〜第1章〜 7話
公爵さんが予約しているレストランは、馬車ですぐのところにあった。
レストランについて馬車を降りると、レストランから男の人が出てきて、「ルトルバーク公爵様でいらっしゃいますね。ご案内いたします。」と言った。お店の人に連れられてレストランに入ると、一番奥のスペースに私たちの席が用意されていた。店内を進んでいくと、「えっ…」という声が聞こえた。その声の方を見ると、ビオラがこちらを見て立ち尽くしている。その奥には王太子の姿も見えた。一瞬ビオラと目があったが、私は知らん顔をしてフイッと顔を背ける。
顔を背けた私はビオラがその時悔しそうな顔をしていることになんて気付かなかった。
私はそのまま用意された席に座る。公爵さんと夫人も座り、奥からシェフらしき人が出てくる。
「ルトルバーク様、ようこそお越しくださいました。ここハルぺノンの店長、ザック・ナーザーと申します。」
わざわざ店長さんが来て挨拶してくれると、公爵さんは私に目配せをしてきた。私に返事をしてみろと言っているんだろう。私は、馬車の中で公爵さんから聞いたことも踏まえて、返す言葉を考える。
「こちらこそ、いきなりの予約に対応してくださってありがとう。お料理楽しみにしておりますわ。」
公爵さんは満足そうに頷き、夫人もにこにことこちらを見ている。
それにしても、ゲームではなぜ描写が一切なかったのかと不思議になるくらいベルリディアは両親に愛されている。
ゲームでは、ベルリディアの両親はほんのちょっとしか出ていない。
例えば、悪役令嬢が断罪されるときに出てきて“お前はもうルトルバークの一員ではない”と言ったりするくらい。

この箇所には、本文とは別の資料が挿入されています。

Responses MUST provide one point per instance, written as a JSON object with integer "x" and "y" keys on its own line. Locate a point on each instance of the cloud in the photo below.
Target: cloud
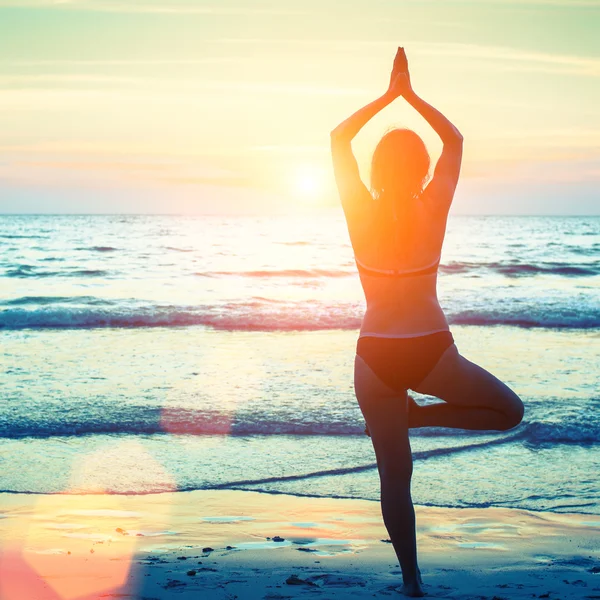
{"x": 146, "y": 6}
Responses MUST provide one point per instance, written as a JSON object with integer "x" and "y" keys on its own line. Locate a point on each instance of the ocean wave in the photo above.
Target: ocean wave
{"x": 523, "y": 269}
{"x": 101, "y": 249}
{"x": 140, "y": 420}
{"x": 24, "y": 271}
{"x": 50, "y": 300}
{"x": 259, "y": 314}
{"x": 9, "y": 236}
{"x": 303, "y": 273}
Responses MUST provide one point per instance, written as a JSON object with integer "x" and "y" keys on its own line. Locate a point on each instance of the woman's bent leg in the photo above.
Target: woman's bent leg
{"x": 385, "y": 412}
{"x": 473, "y": 397}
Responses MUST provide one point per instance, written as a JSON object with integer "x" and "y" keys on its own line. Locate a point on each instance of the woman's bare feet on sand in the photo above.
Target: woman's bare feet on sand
{"x": 412, "y": 590}
{"x": 412, "y": 405}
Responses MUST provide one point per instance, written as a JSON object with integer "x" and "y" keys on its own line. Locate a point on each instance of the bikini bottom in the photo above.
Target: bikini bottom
{"x": 403, "y": 363}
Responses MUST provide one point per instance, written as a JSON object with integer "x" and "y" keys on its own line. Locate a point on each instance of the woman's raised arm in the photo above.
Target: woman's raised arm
{"x": 447, "y": 170}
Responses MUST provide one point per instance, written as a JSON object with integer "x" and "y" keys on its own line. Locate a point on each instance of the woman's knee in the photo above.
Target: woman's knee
{"x": 394, "y": 464}
{"x": 513, "y": 413}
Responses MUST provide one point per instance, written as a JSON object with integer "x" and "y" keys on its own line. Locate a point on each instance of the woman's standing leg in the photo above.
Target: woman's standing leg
{"x": 385, "y": 412}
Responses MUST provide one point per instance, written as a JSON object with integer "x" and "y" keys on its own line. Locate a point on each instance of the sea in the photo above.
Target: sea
{"x": 143, "y": 354}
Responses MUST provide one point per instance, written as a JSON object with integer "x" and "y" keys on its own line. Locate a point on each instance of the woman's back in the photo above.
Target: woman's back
{"x": 397, "y": 262}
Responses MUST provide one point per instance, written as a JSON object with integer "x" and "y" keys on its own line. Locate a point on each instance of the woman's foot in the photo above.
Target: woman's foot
{"x": 412, "y": 406}
{"x": 412, "y": 590}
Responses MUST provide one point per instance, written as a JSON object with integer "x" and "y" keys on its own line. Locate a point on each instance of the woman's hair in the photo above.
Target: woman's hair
{"x": 400, "y": 166}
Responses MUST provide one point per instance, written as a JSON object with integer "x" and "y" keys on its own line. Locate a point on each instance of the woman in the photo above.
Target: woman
{"x": 397, "y": 231}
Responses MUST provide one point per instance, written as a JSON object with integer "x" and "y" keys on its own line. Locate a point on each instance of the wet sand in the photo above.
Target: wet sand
{"x": 238, "y": 544}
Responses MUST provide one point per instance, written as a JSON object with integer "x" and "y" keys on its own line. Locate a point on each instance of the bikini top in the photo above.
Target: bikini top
{"x": 364, "y": 269}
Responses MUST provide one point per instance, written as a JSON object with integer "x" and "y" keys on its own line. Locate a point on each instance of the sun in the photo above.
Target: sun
{"x": 307, "y": 182}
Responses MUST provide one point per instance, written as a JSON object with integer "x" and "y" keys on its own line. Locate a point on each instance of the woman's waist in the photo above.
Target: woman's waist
{"x": 402, "y": 320}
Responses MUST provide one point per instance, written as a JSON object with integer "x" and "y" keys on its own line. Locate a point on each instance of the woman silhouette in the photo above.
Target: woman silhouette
{"x": 397, "y": 230}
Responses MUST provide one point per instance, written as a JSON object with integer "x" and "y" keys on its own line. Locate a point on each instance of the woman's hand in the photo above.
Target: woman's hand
{"x": 400, "y": 78}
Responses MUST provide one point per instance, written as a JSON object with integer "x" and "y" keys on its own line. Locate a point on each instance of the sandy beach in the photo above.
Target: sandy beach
{"x": 238, "y": 544}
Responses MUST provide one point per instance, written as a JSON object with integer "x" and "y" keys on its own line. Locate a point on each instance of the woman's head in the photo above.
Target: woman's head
{"x": 400, "y": 165}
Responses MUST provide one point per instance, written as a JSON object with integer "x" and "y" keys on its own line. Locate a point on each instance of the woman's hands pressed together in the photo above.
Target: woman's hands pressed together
{"x": 400, "y": 78}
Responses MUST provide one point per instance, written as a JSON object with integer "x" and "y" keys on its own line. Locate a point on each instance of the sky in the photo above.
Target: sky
{"x": 225, "y": 106}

でも、今私に向けられている2人の視線はそれこそたった1人の愛娘を溺愛しているお母さんとお父さんだ。
さっき挨拶に来たナーザーさんも微笑ましそうに見ていた。
このことは、私が転生した当初全く想像してなかった未来の1つ。
ま、転生してからまだ1ヶ月と経ってないんだけど。
公爵さんと夫人が喋っているのを眺めていると、早速1品目が出てきた。
まずは前菜。実は私、コース料理で何が出るかわからないんだよね。当然マナーもわからないわけで。

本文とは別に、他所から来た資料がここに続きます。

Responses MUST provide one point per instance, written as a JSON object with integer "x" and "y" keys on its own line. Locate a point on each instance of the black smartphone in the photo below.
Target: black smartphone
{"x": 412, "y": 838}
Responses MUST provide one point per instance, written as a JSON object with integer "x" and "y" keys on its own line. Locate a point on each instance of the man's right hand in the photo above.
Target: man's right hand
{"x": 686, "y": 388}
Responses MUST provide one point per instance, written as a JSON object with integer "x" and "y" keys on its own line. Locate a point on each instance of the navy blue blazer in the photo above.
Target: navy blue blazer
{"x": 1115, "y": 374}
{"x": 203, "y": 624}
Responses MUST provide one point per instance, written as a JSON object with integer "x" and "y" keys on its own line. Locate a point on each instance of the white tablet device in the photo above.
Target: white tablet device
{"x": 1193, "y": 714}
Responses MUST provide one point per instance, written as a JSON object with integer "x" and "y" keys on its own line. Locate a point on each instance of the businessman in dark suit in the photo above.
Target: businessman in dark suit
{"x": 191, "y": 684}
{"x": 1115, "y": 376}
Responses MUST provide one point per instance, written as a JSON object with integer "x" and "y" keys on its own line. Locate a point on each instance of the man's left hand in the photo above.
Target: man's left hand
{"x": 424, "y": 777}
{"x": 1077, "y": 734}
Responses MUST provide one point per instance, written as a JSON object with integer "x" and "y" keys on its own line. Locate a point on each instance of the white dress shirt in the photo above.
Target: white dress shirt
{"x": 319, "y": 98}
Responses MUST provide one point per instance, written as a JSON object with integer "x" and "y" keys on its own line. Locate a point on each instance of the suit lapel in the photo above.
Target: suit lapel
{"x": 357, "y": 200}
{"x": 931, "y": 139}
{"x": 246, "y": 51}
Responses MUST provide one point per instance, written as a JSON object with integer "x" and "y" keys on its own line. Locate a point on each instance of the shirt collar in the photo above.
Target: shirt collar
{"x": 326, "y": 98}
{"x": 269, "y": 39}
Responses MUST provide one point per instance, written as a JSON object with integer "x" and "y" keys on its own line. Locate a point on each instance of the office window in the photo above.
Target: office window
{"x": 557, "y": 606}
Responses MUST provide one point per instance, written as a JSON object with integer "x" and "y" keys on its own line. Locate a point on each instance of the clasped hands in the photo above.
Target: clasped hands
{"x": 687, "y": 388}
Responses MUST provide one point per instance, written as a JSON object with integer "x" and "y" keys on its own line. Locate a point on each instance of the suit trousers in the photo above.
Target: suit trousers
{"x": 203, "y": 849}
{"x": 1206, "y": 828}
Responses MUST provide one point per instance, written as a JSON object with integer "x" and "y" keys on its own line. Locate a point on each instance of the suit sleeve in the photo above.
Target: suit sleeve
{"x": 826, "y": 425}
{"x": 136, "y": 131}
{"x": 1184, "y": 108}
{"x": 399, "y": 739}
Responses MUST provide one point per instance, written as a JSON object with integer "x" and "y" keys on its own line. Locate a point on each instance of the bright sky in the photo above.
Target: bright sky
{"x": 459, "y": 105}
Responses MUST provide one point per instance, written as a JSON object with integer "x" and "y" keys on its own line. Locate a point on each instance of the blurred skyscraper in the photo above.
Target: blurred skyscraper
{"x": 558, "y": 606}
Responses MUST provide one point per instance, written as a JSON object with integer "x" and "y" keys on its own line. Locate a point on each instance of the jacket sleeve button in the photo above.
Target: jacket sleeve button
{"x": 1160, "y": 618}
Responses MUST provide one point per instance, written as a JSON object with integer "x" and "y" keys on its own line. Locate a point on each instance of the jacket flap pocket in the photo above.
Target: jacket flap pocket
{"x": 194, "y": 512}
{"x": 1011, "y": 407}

公爵さんと夫人を見ながら、見よう見まねで食べていく。
その後はスープ、ポワソン、ソルベ…と続いていき、デザートまで出てきた。デザートはケーキだったんだけど、なんだかとてもキラキラしている。気になった私はそれまでろくに聞いていなかった料理の説明をちゃんと聞くことにした。

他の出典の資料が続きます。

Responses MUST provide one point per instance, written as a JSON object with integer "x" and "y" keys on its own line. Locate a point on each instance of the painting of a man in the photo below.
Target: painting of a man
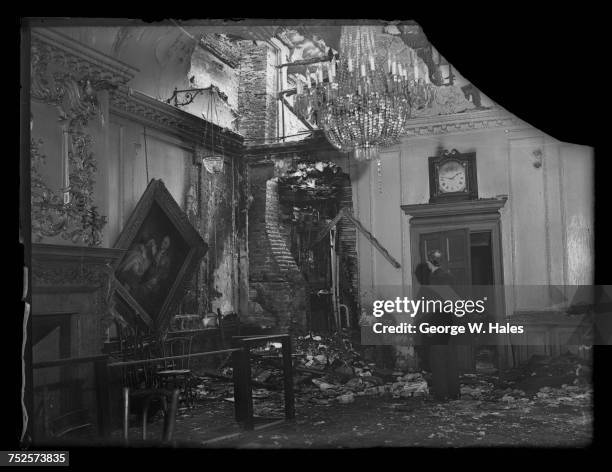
{"x": 152, "y": 262}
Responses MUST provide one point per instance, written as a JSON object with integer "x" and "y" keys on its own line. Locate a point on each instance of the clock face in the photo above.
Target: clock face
{"x": 451, "y": 177}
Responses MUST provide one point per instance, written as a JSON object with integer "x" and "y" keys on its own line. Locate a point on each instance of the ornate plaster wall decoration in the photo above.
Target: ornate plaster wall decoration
{"x": 78, "y": 220}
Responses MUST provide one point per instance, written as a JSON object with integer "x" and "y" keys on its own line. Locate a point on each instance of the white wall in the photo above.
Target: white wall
{"x": 546, "y": 224}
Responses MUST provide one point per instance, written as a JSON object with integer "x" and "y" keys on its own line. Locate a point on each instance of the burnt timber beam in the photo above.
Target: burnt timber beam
{"x": 297, "y": 115}
{"x": 317, "y": 142}
{"x": 344, "y": 213}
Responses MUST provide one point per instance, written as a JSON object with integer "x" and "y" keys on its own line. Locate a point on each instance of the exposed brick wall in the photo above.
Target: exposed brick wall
{"x": 347, "y": 236}
{"x": 257, "y": 92}
{"x": 279, "y": 295}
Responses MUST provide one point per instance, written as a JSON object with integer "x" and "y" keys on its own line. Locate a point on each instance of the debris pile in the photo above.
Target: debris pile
{"x": 329, "y": 370}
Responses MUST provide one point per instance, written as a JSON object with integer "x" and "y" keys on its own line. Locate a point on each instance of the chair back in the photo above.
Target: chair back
{"x": 140, "y": 348}
{"x": 179, "y": 346}
{"x": 169, "y": 400}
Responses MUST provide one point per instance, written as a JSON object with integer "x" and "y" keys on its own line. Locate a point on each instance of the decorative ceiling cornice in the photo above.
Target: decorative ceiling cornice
{"x": 79, "y": 59}
{"x": 461, "y": 122}
{"x": 150, "y": 112}
{"x": 465, "y": 207}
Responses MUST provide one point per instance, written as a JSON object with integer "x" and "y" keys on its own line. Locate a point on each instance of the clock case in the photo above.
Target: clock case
{"x": 468, "y": 160}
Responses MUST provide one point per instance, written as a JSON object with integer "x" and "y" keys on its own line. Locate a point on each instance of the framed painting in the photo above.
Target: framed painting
{"x": 162, "y": 250}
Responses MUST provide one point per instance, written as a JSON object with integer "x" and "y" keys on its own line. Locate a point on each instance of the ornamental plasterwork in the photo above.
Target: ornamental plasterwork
{"x": 70, "y": 80}
{"x": 462, "y": 122}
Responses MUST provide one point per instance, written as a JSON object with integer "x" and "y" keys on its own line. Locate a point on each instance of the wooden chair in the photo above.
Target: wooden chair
{"x": 148, "y": 396}
{"x": 177, "y": 373}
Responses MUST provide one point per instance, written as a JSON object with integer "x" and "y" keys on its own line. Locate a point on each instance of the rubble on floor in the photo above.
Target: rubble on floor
{"x": 328, "y": 371}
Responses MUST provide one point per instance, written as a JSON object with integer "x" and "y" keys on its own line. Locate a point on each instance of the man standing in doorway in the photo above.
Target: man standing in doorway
{"x": 443, "y": 352}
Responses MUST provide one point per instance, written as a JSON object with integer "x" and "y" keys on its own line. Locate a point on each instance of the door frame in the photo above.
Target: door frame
{"x": 476, "y": 215}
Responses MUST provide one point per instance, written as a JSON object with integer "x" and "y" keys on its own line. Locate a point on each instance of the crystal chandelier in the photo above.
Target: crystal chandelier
{"x": 367, "y": 98}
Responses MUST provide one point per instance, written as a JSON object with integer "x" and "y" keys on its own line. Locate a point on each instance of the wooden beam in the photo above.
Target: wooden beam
{"x": 325, "y": 231}
{"x": 370, "y": 237}
{"x": 298, "y": 116}
{"x": 344, "y": 213}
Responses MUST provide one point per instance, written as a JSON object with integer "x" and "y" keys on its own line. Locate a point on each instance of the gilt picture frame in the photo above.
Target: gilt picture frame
{"x": 162, "y": 251}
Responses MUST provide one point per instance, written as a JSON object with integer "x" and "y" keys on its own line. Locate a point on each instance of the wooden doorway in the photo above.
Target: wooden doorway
{"x": 468, "y": 234}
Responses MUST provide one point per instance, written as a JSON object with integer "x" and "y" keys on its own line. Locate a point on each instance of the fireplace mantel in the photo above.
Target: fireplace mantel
{"x": 57, "y": 267}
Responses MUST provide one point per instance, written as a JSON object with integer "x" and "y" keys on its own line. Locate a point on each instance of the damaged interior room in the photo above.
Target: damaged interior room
{"x": 216, "y": 207}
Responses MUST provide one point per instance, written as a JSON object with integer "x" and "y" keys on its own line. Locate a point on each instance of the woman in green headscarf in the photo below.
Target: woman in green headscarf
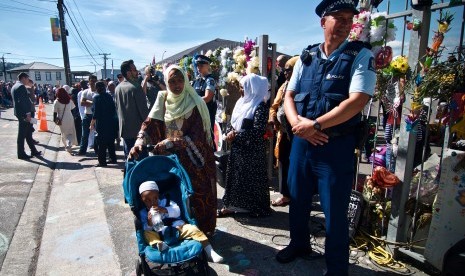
{"x": 179, "y": 123}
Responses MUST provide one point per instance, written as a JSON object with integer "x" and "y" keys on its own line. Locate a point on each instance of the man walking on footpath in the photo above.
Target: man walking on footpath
{"x": 22, "y": 105}
{"x": 131, "y": 105}
{"x": 331, "y": 84}
{"x": 86, "y": 102}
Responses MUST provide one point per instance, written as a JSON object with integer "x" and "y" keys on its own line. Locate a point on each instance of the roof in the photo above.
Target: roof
{"x": 210, "y": 45}
{"x": 36, "y": 66}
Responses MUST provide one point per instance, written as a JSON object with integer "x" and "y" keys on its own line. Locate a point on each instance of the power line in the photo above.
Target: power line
{"x": 84, "y": 34}
{"x": 80, "y": 44}
{"x": 21, "y": 10}
{"x": 84, "y": 56}
{"x": 31, "y": 5}
{"x": 85, "y": 24}
{"x": 83, "y": 43}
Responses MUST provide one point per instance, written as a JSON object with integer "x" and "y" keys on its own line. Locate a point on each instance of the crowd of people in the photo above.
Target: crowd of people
{"x": 322, "y": 92}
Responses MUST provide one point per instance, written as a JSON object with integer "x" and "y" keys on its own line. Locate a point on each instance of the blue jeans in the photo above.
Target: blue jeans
{"x": 85, "y": 133}
{"x": 328, "y": 170}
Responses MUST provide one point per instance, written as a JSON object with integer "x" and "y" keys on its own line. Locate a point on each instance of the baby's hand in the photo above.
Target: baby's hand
{"x": 161, "y": 210}
{"x": 149, "y": 219}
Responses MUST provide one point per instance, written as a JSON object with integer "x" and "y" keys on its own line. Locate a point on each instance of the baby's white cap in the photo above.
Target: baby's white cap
{"x": 148, "y": 186}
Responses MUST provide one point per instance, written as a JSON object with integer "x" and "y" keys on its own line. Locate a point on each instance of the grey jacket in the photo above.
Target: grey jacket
{"x": 132, "y": 109}
{"x": 21, "y": 101}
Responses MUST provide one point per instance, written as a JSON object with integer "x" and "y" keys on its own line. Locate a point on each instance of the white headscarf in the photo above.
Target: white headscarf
{"x": 255, "y": 92}
{"x": 67, "y": 88}
{"x": 169, "y": 106}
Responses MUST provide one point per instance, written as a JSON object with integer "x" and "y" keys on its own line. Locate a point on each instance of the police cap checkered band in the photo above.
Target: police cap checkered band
{"x": 329, "y": 6}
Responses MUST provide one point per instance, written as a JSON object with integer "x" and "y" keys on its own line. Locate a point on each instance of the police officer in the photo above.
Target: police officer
{"x": 205, "y": 85}
{"x": 330, "y": 85}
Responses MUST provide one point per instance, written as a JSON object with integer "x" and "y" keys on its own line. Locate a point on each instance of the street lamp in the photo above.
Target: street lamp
{"x": 163, "y": 55}
{"x": 95, "y": 68}
{"x": 4, "y": 69}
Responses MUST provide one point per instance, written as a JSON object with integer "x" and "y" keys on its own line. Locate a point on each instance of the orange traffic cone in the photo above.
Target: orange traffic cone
{"x": 39, "y": 112}
{"x": 43, "y": 118}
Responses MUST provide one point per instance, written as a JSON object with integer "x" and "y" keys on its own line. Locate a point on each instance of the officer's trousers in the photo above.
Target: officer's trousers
{"x": 329, "y": 170}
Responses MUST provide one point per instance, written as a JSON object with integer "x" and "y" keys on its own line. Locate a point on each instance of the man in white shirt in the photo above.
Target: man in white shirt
{"x": 85, "y": 100}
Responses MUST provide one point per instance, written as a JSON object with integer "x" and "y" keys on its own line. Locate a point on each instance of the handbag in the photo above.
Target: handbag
{"x": 58, "y": 120}
{"x": 282, "y": 119}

「こちら、レイザーテ地方で採れたメロンを使ったスフレチーズケーキでございます。勝手ながら、ご令嬢とご夫人のケーキにはお二人をイメージしたフラワーキャンディを飾らせていただきました。公爵様のケーキにはスズランのフラワーキャンディを飾らせていただきました。」
キラキラしたものの正体は飴細工だったらしい。
ケーキを食べ終わると飲み物と焼き菓子が出てきた。
公爵さんはコーヒー、夫人と私は紅茶。
両方いただいたあと、まだお買い物は終わらないということで、すぐにレストランを出ることにした。